FIG. 1 is a circuit diagram of a D / A conversion device according to an embodiment of the present invention.

FIG. 2 is a time chart showing the operation of the D / A conversion device.

FIG. 3 is a frequency spectrum of digital data output from each unit of the D / A converter.

FIG. 4 is an explanatory diagram showing a linear interpolation operation of an interpolation filter.

FIG. 5 is a circuit diagram showing a modified example of an interpolation filter.

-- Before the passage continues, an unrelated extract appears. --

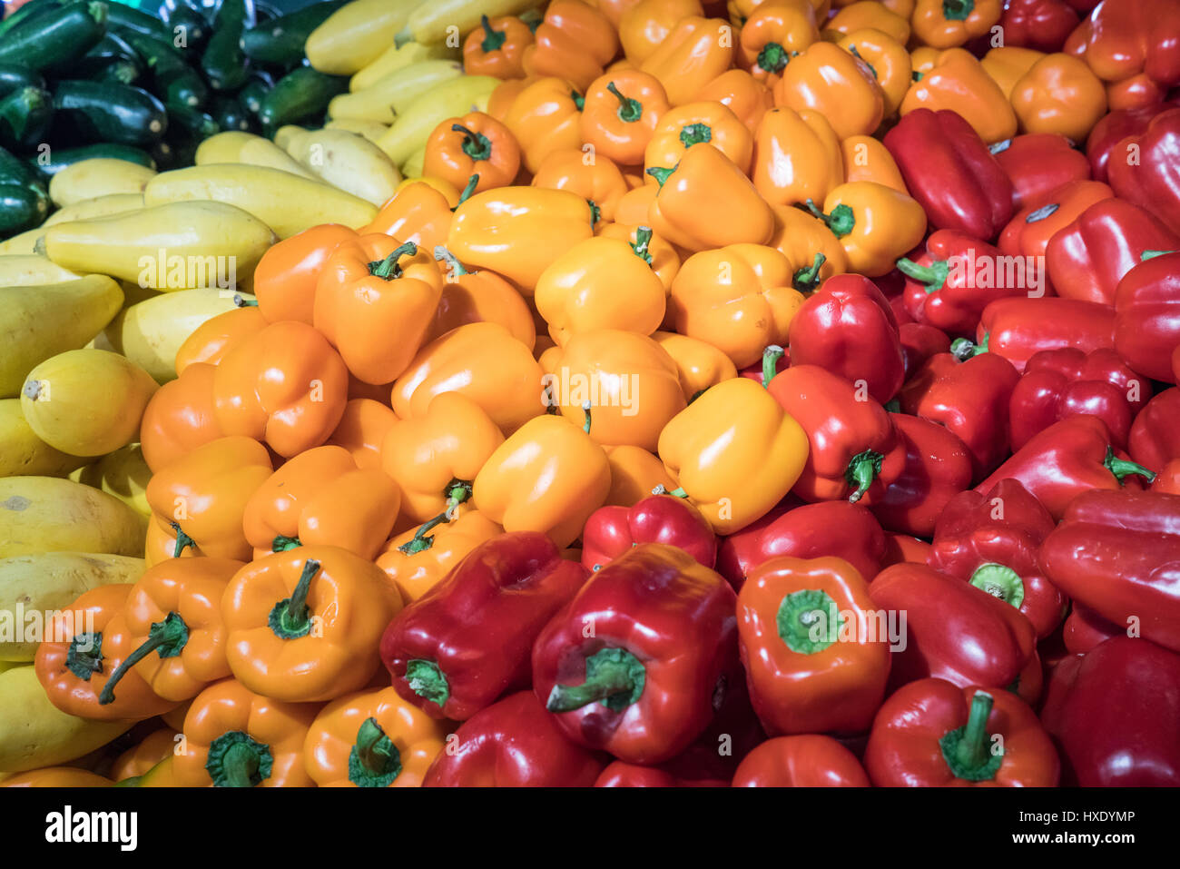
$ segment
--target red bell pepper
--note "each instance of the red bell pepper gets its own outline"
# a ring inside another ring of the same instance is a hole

FIG. 6 is a circuit diagram of a conventional D / A conversion device.

[Explanation of symbols]

20 n times oversampling digital filter 22 Interpolation filter 23 Sampling circuit 24 _{1 to} 24 _m-1 latch circuit 25 Digital adder 26, 31, 32, 33 _{1 to} 33 _m Digital multiplier 27 _{1 to} 27 _k D / A converter 28 Timing Generation Circuit 29 Analog Adder 30 Post Filter

Claims (1)

[Claims] 1. An n-fold over-sampling digital filter means for over-sampling digital data having a sampling frequency F _s by n-fold and blocking a band of F _s / 2 or more, and an n-fold over-sampling digital filter. Interpolation means for interpolating the sampling frequency nF _s of the digital data output from the means, and one sample data for the digital data output from the interpolation means. Import in sequence D /
The D / A conversion means for A conversion, and the addition means for adding the outputs of the D / A conversion means for k are provided, and the interpolation means is a sampling output from the n times oversampling digital filter means. Frequency nF _s
Sampling means for resampling the digital data of 1 / mnF _s and digital data output by the sampling means for 1 / m
A D / A conversion device comprising: (m-1) stage delay means for delaying each cycle of nF _s ; and adder means for adding the outputs of the sampling means and each delay means.